# How to use cross validation

In [1]:
import pandas  as pd
import numpy as np
import biogeme.database as db
import biogeme.biogeme as bio
import biogeme.models as models
import biogeme.optimization as opt
import biogeme.results as res
from biogeme.expressions import Beta, DefineVariable
import seaborn as sn
import matplotlib.pyplot as plt
from sklearn.model_selection import train_test_split

**Import Swissmetro data**

In [2]:
pandas = pd.read_csv("../Data/swissmetro.dat",sep='\t')

**Divide data into train and test set**

In [3]:
df_train, df_test = train_test_split(pandas, test_size=0.4)

**Set biogeme train and test database**

In [4]:
database_train = db.Database("data/swissmetro", df_train)
database_test = db.Database("data/swissmetro", df_test)

**Use collumn names as variables**

In [5]:
globals().update(database_train.variables)

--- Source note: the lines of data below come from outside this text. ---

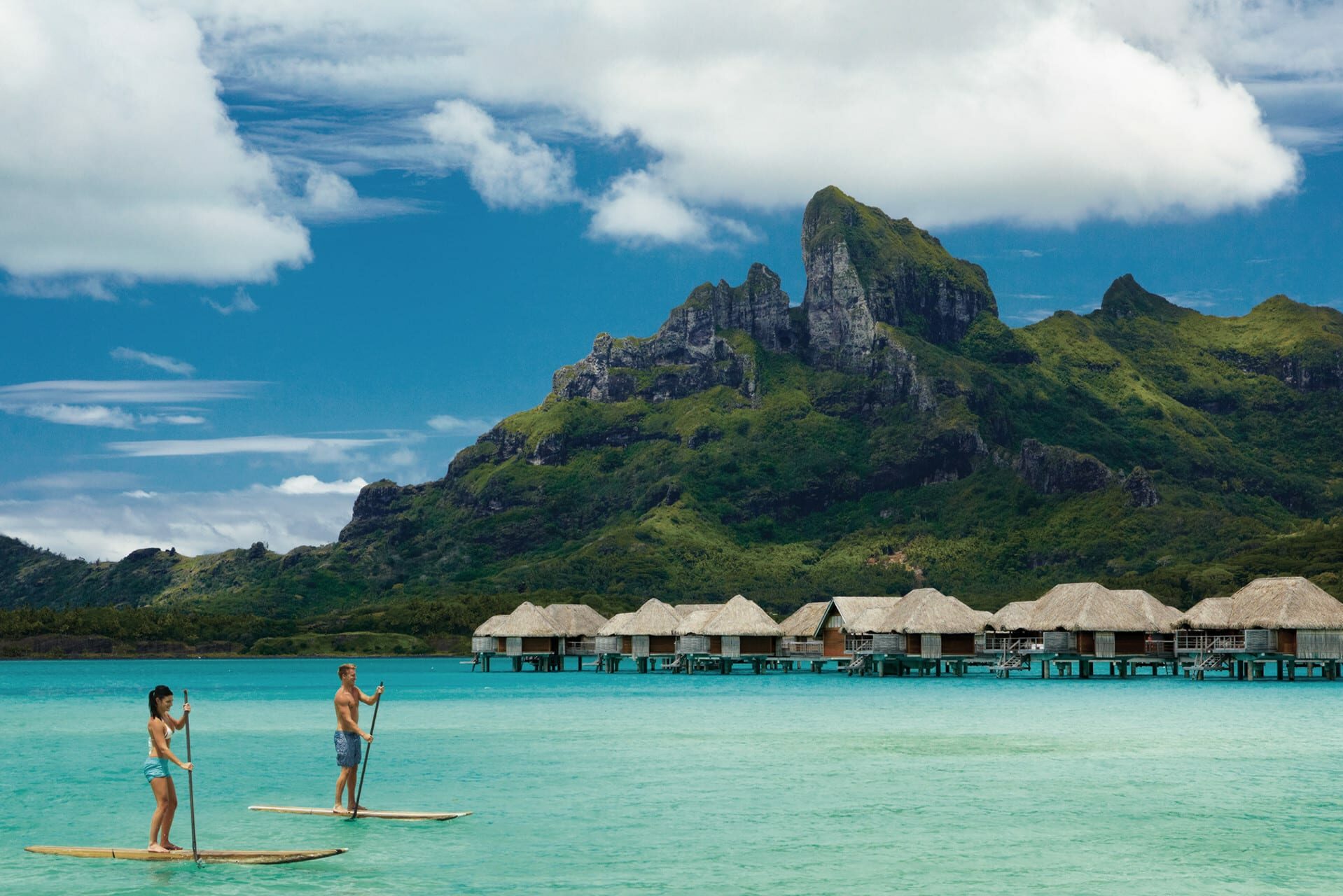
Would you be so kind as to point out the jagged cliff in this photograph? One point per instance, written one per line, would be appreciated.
(888, 430)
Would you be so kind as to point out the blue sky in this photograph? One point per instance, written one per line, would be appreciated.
(253, 255)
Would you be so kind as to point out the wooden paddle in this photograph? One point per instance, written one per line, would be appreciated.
(364, 770)
(191, 788)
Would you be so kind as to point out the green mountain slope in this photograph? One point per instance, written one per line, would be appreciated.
(888, 431)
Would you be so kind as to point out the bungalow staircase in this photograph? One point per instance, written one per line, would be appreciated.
(1012, 659)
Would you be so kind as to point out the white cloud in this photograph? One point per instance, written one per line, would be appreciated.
(78, 415)
(112, 526)
(308, 484)
(320, 449)
(120, 159)
(1037, 112)
(128, 391)
(241, 304)
(459, 426)
(162, 362)
(92, 288)
(507, 168)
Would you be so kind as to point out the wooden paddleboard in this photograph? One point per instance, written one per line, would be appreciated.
(234, 856)
(366, 813)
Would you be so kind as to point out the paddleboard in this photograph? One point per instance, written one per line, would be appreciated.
(234, 856)
(366, 813)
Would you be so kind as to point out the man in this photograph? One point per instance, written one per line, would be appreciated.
(348, 732)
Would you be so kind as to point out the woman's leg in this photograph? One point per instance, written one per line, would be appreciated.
(168, 813)
(162, 797)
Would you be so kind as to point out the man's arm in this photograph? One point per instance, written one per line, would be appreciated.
(347, 722)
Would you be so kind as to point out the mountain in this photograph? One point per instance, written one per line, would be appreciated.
(888, 431)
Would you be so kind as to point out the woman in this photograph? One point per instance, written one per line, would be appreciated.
(162, 727)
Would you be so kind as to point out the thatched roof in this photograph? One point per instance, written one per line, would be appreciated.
(872, 621)
(1087, 606)
(528, 621)
(575, 620)
(806, 621)
(1284, 603)
(487, 629)
(742, 617)
(931, 612)
(695, 621)
(1209, 613)
(653, 618)
(1160, 617)
(851, 608)
(687, 609)
(615, 624)
(1013, 617)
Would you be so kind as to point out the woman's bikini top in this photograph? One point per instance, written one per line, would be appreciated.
(168, 731)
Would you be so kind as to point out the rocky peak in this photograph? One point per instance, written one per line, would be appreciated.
(865, 269)
(688, 354)
(1126, 300)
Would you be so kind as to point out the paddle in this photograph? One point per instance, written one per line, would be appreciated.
(364, 770)
(191, 786)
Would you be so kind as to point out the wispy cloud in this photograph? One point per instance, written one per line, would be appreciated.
(309, 484)
(326, 449)
(125, 391)
(241, 304)
(301, 510)
(92, 288)
(459, 425)
(162, 362)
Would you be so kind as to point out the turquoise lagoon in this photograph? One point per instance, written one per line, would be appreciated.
(657, 783)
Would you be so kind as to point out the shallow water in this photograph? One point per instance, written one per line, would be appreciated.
(777, 783)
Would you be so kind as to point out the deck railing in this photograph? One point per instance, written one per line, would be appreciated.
(801, 648)
(857, 644)
(1189, 641)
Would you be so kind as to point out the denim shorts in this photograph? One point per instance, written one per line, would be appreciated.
(348, 748)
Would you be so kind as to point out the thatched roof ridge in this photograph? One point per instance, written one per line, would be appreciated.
(487, 629)
(693, 622)
(1161, 617)
(1013, 617)
(851, 608)
(575, 620)
(1208, 614)
(742, 617)
(687, 609)
(653, 618)
(615, 624)
(1087, 606)
(805, 621)
(1284, 603)
(931, 612)
(528, 621)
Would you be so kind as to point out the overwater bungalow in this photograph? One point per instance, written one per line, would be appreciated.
(744, 633)
(800, 631)
(527, 634)
(578, 625)
(482, 640)
(1085, 621)
(1287, 621)
(920, 630)
(648, 634)
(838, 630)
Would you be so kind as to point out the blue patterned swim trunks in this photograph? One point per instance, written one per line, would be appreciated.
(348, 748)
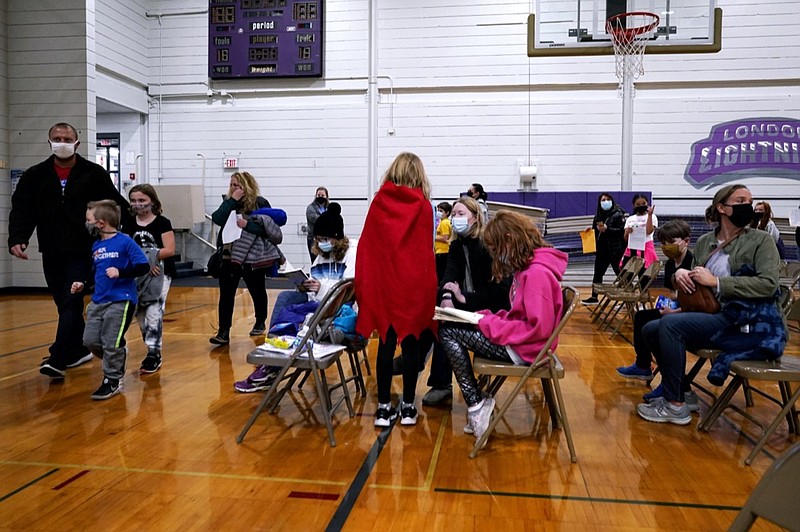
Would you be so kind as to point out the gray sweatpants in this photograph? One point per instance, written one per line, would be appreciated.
(104, 334)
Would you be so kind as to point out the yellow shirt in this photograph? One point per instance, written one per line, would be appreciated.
(443, 229)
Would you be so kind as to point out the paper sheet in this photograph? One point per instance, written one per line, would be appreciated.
(794, 217)
(231, 231)
(588, 241)
(637, 238)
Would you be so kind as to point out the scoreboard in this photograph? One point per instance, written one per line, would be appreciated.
(264, 38)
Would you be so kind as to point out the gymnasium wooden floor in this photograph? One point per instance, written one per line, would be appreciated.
(163, 456)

**Exclude some unwanted entries**

In [6]:
exclude = (( PURPOSE != 1 ) * ( PURPOSE != 3 ) + ( CHOICE == 0 )) > 0

database_train.remove(exclude)
database_test.remove(exclude)

A value is trying to be set on a copy of a slice from a DataFrame.
Try using .loc[row_indexer,col_indexer] = value instead

See the caveats in the documentation: https://pandas.pydata.org/pandas-docs/stable/user_guide/indexing.html#returning-a-view-versus-a-copy
  self.data[column] = self.data.apply(functionToApply, axis=1)
A value is trying to be set on a copy of a slice from a DataFrame

See the caveats in the documentation: https://pandas.pydata.org/pandas-docs/stable/user_guide/indexing.html#returning-a-view-versus-a-copy
  return super().drop(


**Define some dummy variables**

In [7]:
SM_COST = SM_CO * ( GA == 0 )
TRAIN_COST = TRAIN_CO * ( GA == 0 )

CAR_AV_SP = DefineVariable ('CAR_AV_SP', CAR_AV * ( SP !=0 ), database_train)
TRAIN_AV_SP = DefineVariable ('TRAIN_AV_SP', TRAIN_AV * ( SP != 0 ), database_train)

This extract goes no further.